Entrar al atardecer en la mezquita de Al-Azhar en el centro del Cairo Islámico, es una de las pocas cosas que pueden compensar la colosal horterada en que se convierte un viaje a Egipto en Agosto. La mayoría de templos y monumentos faraónicos, infectados por la pandemia turística se convierten en decorados de cartón piedra para consumo masivo de muchos españoles. Bajo los 50º ( Luxor alcanza las más altas temperaturas de las capitales mundiales en Agosto), los vestigios de la civilización que hace 5.000 años nació en las márgenes del Nilo se prostituyen en souvenir para los curro-clones de gorro, gafa y cámara digital incontinente, vomitados por gigantescos autobuses. Las hordas – ahora españolas- , desembarcan ávidas de esa realidad paralela empaquetada que contiene el programa turístico, dispuestas a chapurrear inglis pinkinglis, a identificar arquetipos, a desparramar moneda europea como propina o a regatear torpemente la libra local. Muchos no se cuestionan qué es realidad y qué prefabricada caricatura para turistas, consumen, consumen en grupo y absorben ruidosamente lo que se les escenifica para poner una cruz de seguimiento en todas las actividades previstas que han cumplido a rajatabla.

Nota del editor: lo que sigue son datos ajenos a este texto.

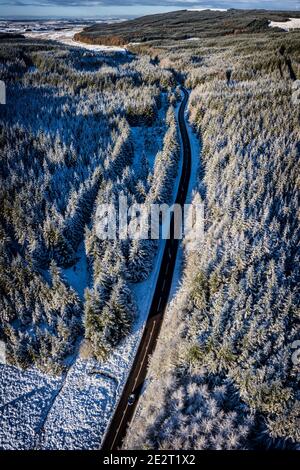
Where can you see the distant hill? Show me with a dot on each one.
(182, 24)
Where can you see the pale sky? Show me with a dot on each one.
(125, 8)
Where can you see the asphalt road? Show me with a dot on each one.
(124, 411)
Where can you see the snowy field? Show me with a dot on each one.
(59, 31)
(292, 23)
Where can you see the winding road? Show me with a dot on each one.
(124, 412)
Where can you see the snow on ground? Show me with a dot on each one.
(73, 411)
(211, 9)
(60, 31)
(195, 150)
(292, 23)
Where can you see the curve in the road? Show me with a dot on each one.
(124, 412)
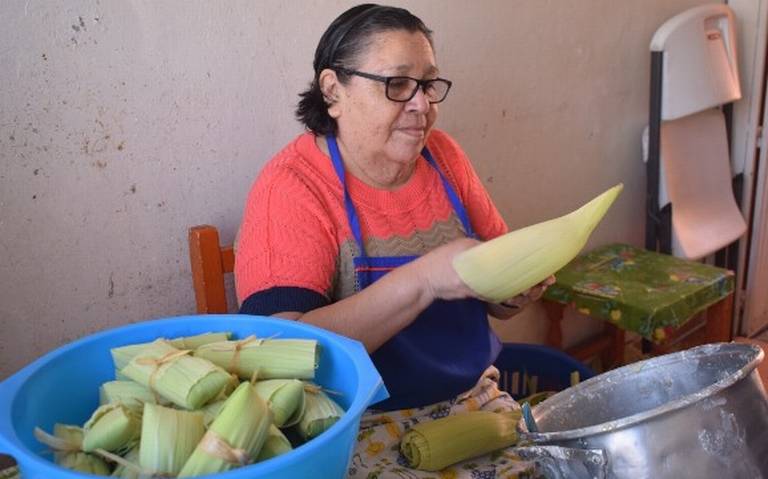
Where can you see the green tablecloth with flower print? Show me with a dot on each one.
(639, 290)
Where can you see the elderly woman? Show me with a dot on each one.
(353, 227)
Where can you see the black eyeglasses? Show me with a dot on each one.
(402, 88)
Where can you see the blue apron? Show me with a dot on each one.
(444, 351)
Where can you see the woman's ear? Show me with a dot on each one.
(330, 86)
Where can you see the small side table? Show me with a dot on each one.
(652, 294)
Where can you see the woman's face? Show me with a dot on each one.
(369, 123)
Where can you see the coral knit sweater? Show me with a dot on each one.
(295, 246)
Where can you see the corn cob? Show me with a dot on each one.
(168, 437)
(112, 427)
(264, 358)
(275, 444)
(435, 445)
(506, 266)
(235, 437)
(66, 443)
(187, 382)
(320, 413)
(285, 398)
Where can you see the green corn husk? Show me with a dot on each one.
(186, 381)
(264, 358)
(235, 437)
(112, 427)
(506, 266)
(10, 473)
(194, 342)
(275, 445)
(128, 393)
(211, 410)
(168, 437)
(285, 398)
(122, 355)
(320, 413)
(66, 443)
(124, 472)
(435, 445)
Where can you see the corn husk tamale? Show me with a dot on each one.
(168, 437)
(514, 262)
(264, 358)
(275, 444)
(435, 445)
(128, 393)
(10, 473)
(67, 444)
(320, 413)
(122, 355)
(194, 342)
(186, 381)
(211, 410)
(131, 458)
(112, 427)
(285, 398)
(235, 437)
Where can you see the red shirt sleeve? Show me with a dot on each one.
(287, 237)
(483, 215)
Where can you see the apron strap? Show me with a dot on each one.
(354, 221)
(338, 165)
(458, 207)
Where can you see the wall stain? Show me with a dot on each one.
(111, 287)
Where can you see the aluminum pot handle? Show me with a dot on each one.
(556, 462)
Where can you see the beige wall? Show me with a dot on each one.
(124, 122)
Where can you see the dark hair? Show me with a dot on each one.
(341, 45)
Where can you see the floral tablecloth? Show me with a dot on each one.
(639, 290)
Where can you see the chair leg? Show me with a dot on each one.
(554, 312)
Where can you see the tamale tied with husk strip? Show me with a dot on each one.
(128, 467)
(285, 398)
(320, 413)
(66, 443)
(112, 427)
(188, 382)
(122, 355)
(168, 437)
(435, 445)
(269, 358)
(275, 445)
(128, 393)
(235, 437)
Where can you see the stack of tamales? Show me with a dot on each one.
(186, 407)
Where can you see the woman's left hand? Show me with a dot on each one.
(516, 304)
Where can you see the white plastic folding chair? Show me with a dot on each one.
(691, 209)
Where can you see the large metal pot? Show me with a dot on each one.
(700, 413)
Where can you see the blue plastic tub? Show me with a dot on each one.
(62, 386)
(552, 368)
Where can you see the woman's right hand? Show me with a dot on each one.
(437, 274)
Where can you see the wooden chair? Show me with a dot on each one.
(210, 263)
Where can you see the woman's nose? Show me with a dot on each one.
(419, 102)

La apoteosis de la horteridad culmina en el crucero, verdadera cárcel donde polimorfos grupos de gente, apriori incompatible, convive exhaustivamente en un universo de horarios para el buffet, excursiones-robo, madrugones inhumanos y piscinas en cubierta como abrevaderos de patos, bajo el tutelaje implacablemente interesado del guía – a mayor dependencia de él y la agencia, más excursiones contratadas y mayor propina-.
No puede haber viaje sin individualidad, sin descubrimiento, sin riesgo, sorpresa y cierta mimetización con el entorno. Un viaje organizado, una ruta planificada y concebida por otro, es la antítesis de viajar. Hay quien dice que la diferencia entre un turista y un viajero es que éste último no tiene billete de vuelta; sin ser tan exigente creo que se puede ser viajero a condición de llevar un itinerario más o menos abierto, que adquiera vida propia a través de la confluencia entre el lugar y las circunstancias y personas que el viajero encuentra en el camino; ser viajero, que no turista, supondría ir sólo con billetes de ida y vuelta, haber leído lo suficiente sobre el destino, sustituir confort por descubrimiento y pretender rastrear con humilde y expectante curiosidad individual la realidad cotidiana de un lugar y no sólo sus iconos caracteriales.
Pero ciertamente hay maravillas en Egipto que compensan masificación, temperaturas y vulgarización. Una es el misterioso e impenetrable Valle de los Reyes, que conserva su misterio esquivo entre las tumbas en las escarpadas montañas, otro, como decía, es la mezquita de Al- Azhar, la universidad más antigua del mundo, junto al bullicioso bazar-mercado de Al-khalili. Sentarse en su patio de mármol al atardecer permite observar a hombres y mujeres que obedecen la llamada a la oración y entran en sus receptáculos separados tras cruzar el patio de mármol irisado por el sol menguante. Sus tres minaretes se elevan fastuosos, los altavoces invitan. Las mujeres entran en su recinto separado del resto por una reja de madera y antes de postrarse hablan, ríen, es su lugar de convivencia. Los niños por todas partes juegan sentados y me observan divertidos, es evidente que soy extranjera. Cuando comienza la oración me inclino a rezar junto a ellas, me miran con complicidad, entienden que no soy musulmana, algunas me sonríen. Una chica joven se me acerca, me incluye en la fila que han formado, me indica como colocar los pies, con los dedos meñiques unidos a los de las mujeres que están a mi lado; cariñosamente me señala el pelo, mal tapado con un foulard de cuello. Mientras oramos haciendo las tres genuflexiones, la voz del imán resuena melancólica y poderosa; a través de la reja vemos la piedra santa orientada a la meca. El sentimiento de unión y confraternidad es muy potente; la alineación simétrica de los cuerpos, su gestualidad sincrónica, la cercanía de pies, manos, suelo, voz, alma…
Cuando terminamos de rezar la chica me sonríe, me pregunta en un inglés precario “¿eres musulmana?” Le respondo “Cristiana”. Ella me coge la mano y me mira sonriente, me acerca a sus hijos que apenas andan, reímos con una extraña y clara sensación de amistad; antes de marchar ella me dice “I love you”. Nada podía ser más esperanzador pocos días después del terrible atentado de Sharm el Sheik. Habíamos hecho realidad la Alianza de Civilizaciones, el espíritu y el mensaje de encuentro y respeto que representa, la única vía realista a un mundo en paz.